Rationalist Seder: A Story of War

For whatever reason, the rationality community is inordinately Jewish. Among other things, this resulted in 2011 in people in New York putting together “Rationalist Seder”, a reframing of the story of Jewish Liberation From Egypt to reflect upon liberation in general. What does it mean to be free? What are the many things we might want to be free from?

As a non-Jewish person, it took me a few years to really wrap my head around the holiday, but it’s evolved into one of the more poignant moments throughout my year.

The holiday was begun by Zvi Mowshowitz, and has been modified by various people in different geographic corners.

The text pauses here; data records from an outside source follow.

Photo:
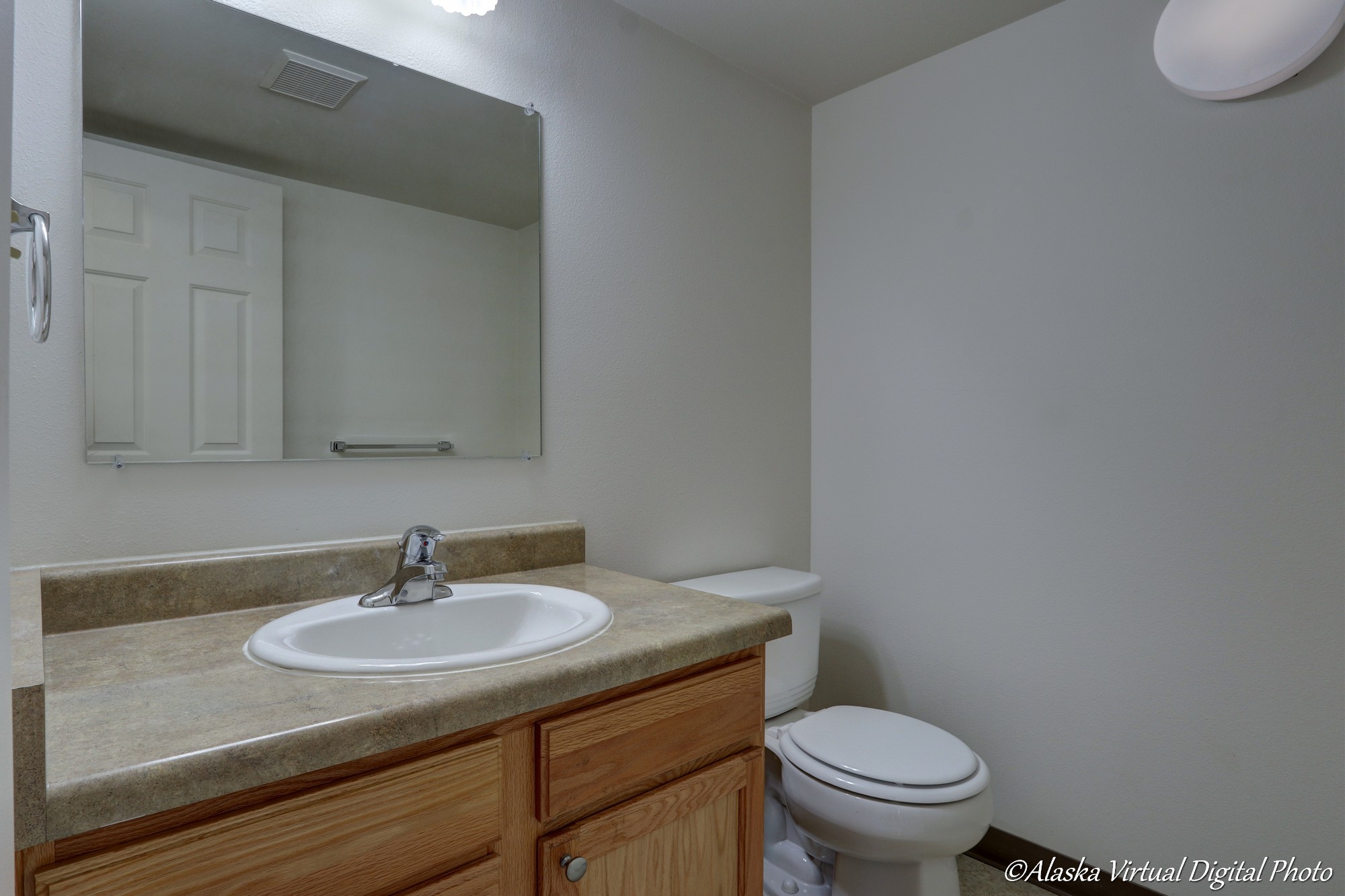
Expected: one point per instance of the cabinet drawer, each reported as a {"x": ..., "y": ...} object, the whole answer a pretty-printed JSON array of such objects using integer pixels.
[
  {"x": 369, "y": 836},
  {"x": 478, "y": 879},
  {"x": 599, "y": 755}
]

In NYC, for the past few years it’s been refined and tweaked by Daniel Speyer, who’s aimed to invoke a strong sense of history that feels purposeful, connected to the original story, uniquely “rationalist”, and feels very much like a holiday in the ancient, venerable and valuable sense.

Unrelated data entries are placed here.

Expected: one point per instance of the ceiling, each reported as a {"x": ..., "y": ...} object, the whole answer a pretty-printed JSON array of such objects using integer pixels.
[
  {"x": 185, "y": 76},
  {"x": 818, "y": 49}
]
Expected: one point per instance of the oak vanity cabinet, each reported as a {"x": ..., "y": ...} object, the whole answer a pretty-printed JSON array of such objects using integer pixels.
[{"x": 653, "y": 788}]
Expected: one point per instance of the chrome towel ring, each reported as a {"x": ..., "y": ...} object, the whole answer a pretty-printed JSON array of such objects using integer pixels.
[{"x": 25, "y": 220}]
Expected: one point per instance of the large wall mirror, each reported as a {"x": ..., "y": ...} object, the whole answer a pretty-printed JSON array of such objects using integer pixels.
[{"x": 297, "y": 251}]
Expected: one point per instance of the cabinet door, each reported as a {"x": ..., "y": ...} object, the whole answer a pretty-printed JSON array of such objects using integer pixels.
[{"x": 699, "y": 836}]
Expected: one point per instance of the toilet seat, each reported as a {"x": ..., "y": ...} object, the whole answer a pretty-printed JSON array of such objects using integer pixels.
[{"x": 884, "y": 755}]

The complete text of Dan’s most recent iteration is here. It contains a mix of retellings of traditional Jewish stories, abridged essays from around the rationalsphere, and a few original pieces. It has a lot of nice gems that I’d like to be able to refer to more easily, but they make the most sense in context with each other.

But one particular new story stands alone, and establishes the frame around which the Rationalist Seder is told:

(Image from the wikimedia foundation, credit to Thomas Forester)

A Story of War

Two tribes live next to each other. Each fears the other will attack, and so builds weapons to hold in readiness. And then, seeing that the other has built weapons, builds more weapons. Their clothes are threadbare. Their children are hungry. But still they spend their time making weapons, lest the other tribe build more. They would prefer to live in peace, and make no weapons, but whichever tribe adopted that policy first would surely be killed.

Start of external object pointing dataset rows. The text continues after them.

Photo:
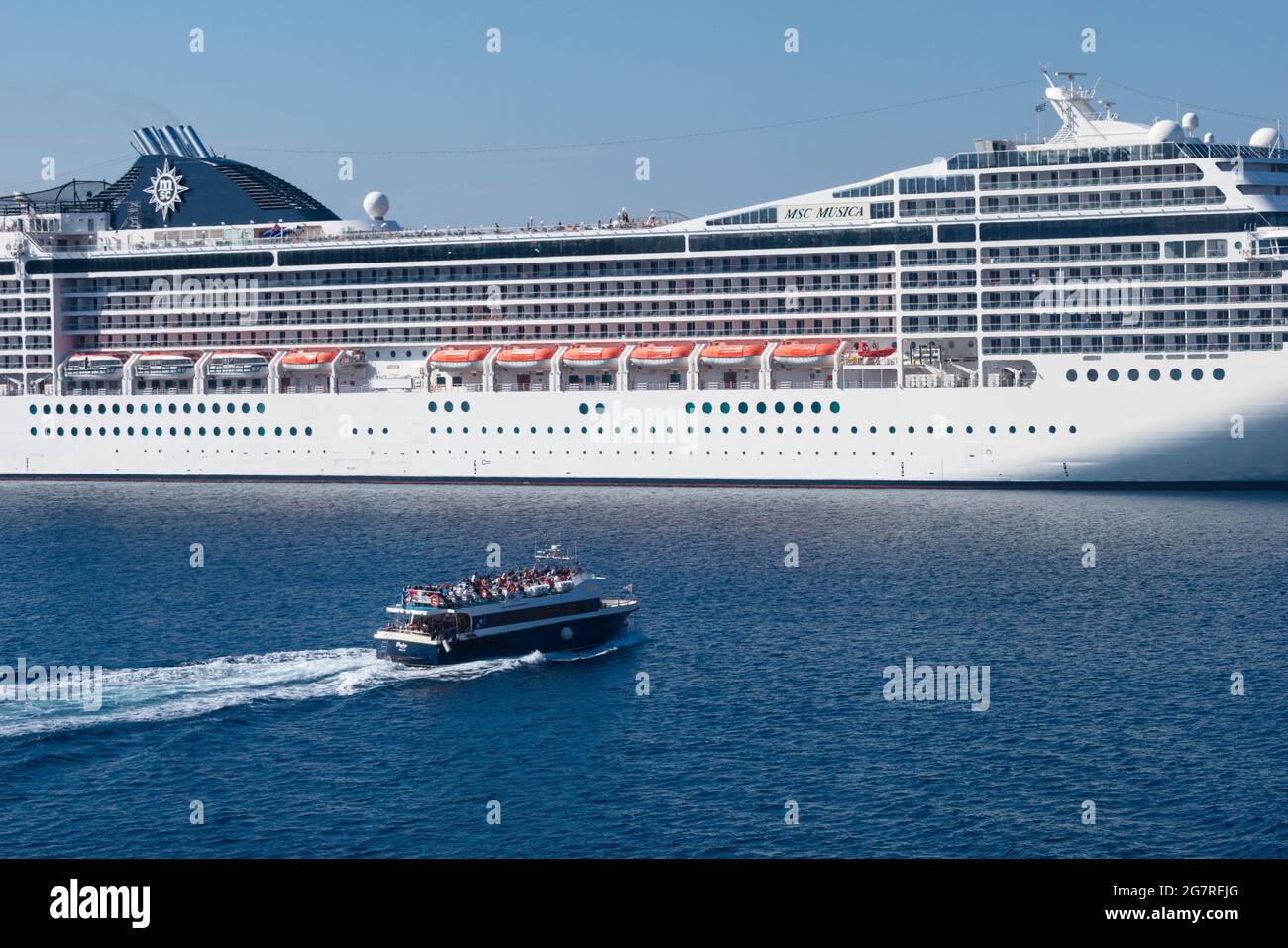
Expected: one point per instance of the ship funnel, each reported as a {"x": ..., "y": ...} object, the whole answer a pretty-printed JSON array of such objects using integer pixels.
[
  {"x": 151, "y": 141},
  {"x": 172, "y": 145}
]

Are these tribes free? There is no pharoah putting the whip to their backs, but still they do not live as they choose.

In the next valley, there are two more tribes. They distrust each other as much as the first two, but they are ruled by a powerful empire. The empire forbids tribes to fight each other, and enforces that rule with unstoppable legions. And so these two tribes have the peace and prosperity that the first two tribes wanted.

And in the valley beyond that, there are two more tribes, who only think they are ruled by a powerful empire. The empire has long since collapsed, but they still believe that if they fight, the empire will come and punish them. And so they don’t fight. And by the most naive interpretation of counterfactuals, their belief is true. And they too, live in peace and prosperity.

That is the power of a story.

They also pay taxes to the empire, by floating valuable timber down a river from which no one will collect it. That too, is the power of a story.

And in a farther, more distant valley are two tribes who really understand timeless decision theory. They should publish a paper or something.